For a Lost Soldier is a 1992 Dutch film based on the autobiographical novel by ballet dancer and choreographer Rudi Van Dantzig. It is a tender story of the bond between Jeroem (Maarten Smit,) a young boy from Amsterdam during World War 2, and a Canadian soldier named Walt (Andrew Kelley), who helped liberate the Nazi-invaded country.
Since the arrival of the Canadian troops, Jeroem found himself somewhat attracted to the young soldier. The latter has also shown interest in the young boy until their relationship turned sexual.
This is the part where it gets tricky and somehow off-putting. Walt is of legal age or, let’s say, past the age of 18, most likely in his early 20’s while Jeroem is at the cusp of adolescence. It is so easy to romanticize the whole thing, though there’s this nagging thought about statutory rape, pedophilia, and such at the back of your mind.

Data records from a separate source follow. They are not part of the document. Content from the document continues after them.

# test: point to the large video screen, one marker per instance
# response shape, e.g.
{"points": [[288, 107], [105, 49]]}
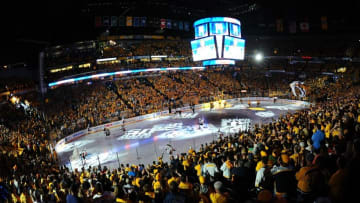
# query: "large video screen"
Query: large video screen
{"points": [[235, 30], [201, 31], [204, 49], [234, 48], [219, 28]]}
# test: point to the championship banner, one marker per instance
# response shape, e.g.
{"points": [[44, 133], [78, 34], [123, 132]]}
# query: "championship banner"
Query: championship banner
{"points": [[122, 21], [175, 24], [168, 23], [136, 21], [106, 21], [143, 22], [128, 21], [98, 21], [304, 27], [279, 25], [186, 26], [162, 23], [181, 25], [292, 27], [324, 25], [114, 22]]}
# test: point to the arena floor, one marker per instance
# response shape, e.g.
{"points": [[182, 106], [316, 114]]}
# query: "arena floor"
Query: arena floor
{"points": [[145, 141]]}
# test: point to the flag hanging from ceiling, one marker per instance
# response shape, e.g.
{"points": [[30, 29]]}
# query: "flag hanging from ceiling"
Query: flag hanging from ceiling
{"points": [[292, 27], [324, 25], [304, 27]]}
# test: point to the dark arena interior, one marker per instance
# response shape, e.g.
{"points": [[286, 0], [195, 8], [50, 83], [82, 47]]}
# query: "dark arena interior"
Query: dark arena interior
{"points": [[214, 101]]}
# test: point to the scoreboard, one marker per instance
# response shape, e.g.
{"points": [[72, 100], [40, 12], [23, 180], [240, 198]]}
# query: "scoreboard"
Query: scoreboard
{"points": [[218, 41]]}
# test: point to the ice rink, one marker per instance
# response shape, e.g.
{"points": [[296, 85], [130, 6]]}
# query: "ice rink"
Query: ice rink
{"points": [[143, 142]]}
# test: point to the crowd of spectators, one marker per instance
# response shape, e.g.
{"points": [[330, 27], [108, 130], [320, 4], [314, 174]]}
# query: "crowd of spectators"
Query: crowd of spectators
{"points": [[281, 161], [312, 154]]}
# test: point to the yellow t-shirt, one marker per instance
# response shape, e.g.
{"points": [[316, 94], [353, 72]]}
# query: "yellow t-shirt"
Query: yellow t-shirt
{"points": [[327, 130], [198, 170], [218, 198]]}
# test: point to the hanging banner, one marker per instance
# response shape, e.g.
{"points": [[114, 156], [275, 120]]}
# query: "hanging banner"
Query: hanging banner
{"points": [[122, 21], [106, 21], [186, 26], [304, 27], [114, 22], [168, 23], [162, 23], [98, 21], [324, 25], [181, 25], [128, 21], [292, 27], [143, 22], [279, 25]]}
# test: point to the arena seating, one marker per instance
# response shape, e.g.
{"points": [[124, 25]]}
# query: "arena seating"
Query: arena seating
{"points": [[289, 152]]}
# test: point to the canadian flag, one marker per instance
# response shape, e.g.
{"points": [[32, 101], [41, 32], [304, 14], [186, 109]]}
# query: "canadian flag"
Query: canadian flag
{"points": [[304, 27]]}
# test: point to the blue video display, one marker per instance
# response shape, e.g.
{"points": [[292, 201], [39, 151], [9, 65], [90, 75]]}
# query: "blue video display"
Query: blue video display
{"points": [[235, 30], [218, 28], [201, 31], [204, 49], [234, 48]]}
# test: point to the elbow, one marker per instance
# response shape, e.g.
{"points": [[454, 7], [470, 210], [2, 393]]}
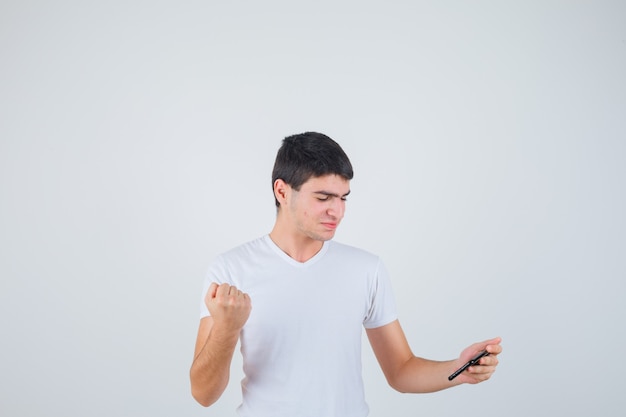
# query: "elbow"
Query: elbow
{"points": [[393, 383], [205, 392], [201, 397]]}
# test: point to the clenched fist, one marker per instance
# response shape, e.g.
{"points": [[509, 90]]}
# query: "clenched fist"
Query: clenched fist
{"points": [[228, 306]]}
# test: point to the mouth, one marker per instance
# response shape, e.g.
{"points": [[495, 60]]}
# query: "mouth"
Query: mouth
{"points": [[330, 225]]}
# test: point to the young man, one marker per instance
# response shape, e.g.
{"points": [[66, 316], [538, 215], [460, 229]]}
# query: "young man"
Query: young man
{"points": [[301, 343]]}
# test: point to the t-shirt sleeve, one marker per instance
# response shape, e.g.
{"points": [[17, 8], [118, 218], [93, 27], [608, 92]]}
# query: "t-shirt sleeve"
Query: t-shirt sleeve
{"points": [[382, 309], [217, 272]]}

What I loved best about the film is that I was able to feel the mood of that era or that moment between the lives of Walt and Jeroem. The nostalgia felt by Jeroem was so palpable I’m aching for them to be reunited. Sorry for the spoiler!
I wanted some closure, but since happy endings don’t happen to everyone, I guess like the real-life Jeroem, we’ll always yearn for his lost soldier to come home.